Les salariés en arrêt pour maladie non professionnelle vont désormais pouvoir acquérir des congés payés qui seront limités à quatre semaines sur une année (minimum prévu la directive européenne 2003/88/CE du 4 novembre 2003 concernant certains aspects de l'aménagement du temps de travail).

Pour le Conseil d’Etat, saisi par le gouvernement, dans un avis publié le 14 mars 2024, « le législateur n'est pas tenu, pour assurer la conformité de la loi française à la Constitution et au droit de l'Union européenne, de conférer aux périodes d'absence pour maladie le même effet d'acquisition de droits à congés que les périodes de travail effectif »

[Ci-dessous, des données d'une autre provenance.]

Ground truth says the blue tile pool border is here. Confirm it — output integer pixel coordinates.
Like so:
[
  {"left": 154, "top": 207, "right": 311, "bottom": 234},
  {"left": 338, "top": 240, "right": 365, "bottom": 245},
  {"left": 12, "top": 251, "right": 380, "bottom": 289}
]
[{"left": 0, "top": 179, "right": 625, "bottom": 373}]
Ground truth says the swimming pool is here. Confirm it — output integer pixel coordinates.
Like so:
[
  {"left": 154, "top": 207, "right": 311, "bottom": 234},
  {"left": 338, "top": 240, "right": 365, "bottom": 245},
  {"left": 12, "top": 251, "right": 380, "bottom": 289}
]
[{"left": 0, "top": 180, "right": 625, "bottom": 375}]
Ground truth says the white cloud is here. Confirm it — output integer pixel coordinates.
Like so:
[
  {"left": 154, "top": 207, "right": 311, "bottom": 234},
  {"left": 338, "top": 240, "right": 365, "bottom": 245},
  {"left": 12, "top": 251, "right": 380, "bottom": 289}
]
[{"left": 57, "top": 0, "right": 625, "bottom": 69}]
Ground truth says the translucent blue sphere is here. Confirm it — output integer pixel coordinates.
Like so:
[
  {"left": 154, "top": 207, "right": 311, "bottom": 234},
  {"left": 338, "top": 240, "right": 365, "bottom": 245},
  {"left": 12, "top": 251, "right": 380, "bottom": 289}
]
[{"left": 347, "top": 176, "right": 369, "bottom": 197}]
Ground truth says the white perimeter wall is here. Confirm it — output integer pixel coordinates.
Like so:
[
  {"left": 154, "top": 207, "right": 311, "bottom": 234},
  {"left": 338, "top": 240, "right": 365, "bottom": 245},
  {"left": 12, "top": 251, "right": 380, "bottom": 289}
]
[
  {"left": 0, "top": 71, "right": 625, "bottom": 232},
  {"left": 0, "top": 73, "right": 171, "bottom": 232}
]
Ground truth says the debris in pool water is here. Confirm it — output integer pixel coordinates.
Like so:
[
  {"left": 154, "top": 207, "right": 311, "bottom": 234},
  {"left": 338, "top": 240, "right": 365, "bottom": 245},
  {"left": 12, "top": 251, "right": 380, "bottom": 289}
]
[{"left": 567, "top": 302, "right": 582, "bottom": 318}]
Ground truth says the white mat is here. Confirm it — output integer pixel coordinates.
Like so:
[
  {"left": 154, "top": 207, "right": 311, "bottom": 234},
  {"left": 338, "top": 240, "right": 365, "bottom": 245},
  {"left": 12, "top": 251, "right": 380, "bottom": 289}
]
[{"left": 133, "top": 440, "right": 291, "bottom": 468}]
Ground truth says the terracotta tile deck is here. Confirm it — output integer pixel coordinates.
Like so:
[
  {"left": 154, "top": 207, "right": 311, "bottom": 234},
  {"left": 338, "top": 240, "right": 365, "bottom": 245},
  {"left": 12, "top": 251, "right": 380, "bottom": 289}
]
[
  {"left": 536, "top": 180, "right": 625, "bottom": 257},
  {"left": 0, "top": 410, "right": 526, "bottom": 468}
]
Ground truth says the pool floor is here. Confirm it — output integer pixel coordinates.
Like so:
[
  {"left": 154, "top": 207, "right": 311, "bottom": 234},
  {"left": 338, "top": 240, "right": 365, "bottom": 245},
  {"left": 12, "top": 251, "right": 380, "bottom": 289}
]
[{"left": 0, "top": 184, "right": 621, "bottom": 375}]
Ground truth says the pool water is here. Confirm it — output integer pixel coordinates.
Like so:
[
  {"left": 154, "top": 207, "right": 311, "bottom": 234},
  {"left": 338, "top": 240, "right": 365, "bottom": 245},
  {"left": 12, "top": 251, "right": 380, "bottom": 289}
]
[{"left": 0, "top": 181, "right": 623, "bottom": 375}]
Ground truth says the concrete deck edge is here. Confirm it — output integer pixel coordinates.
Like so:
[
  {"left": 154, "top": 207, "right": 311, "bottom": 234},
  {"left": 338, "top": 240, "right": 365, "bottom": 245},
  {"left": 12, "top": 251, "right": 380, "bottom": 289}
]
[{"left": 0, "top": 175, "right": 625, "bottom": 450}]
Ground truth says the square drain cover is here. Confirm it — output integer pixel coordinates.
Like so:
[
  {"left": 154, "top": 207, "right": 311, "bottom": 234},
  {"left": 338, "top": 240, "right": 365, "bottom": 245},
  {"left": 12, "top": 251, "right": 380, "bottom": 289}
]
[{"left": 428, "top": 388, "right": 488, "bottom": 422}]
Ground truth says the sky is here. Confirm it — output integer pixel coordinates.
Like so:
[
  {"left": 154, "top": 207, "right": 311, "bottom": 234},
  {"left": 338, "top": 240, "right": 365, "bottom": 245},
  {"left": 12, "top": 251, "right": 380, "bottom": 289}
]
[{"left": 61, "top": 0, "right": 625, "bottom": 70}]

En cas de maladie professionnelle, les salariés continuent d’acquérir des congés payés pendant leur arrêt au même rythme qu’actuellement (soit à raison de cinq semaines par an). En revanche, la limite d'un an stoppant l’acquisition de congés payés serait supprimée.

Les congés acquis pendant un arrêt maladie pourront être pris par le salarié dans un délai de 15 mois. L'employeur aura dix jours pour informer le salarié de retour au travail de ce délai et de ses droits à congés.

Enfin, la rétroactivité des indemnités dues aux salariés qui ont été malades et ont perdu des congés, serait limitée à trois ans.

Ces nouvelles règles d’acquisition et de report des droits à congés s’appliquent rétroactivement depuis le 1er décembre 2009.

L’amendement gouvernemental a été adopté par les députés le 18 mars. Après un passage en commission mixte paritaire (CMP), le projet de loi DDADUE pourrait être adopté le 10 avril prochain.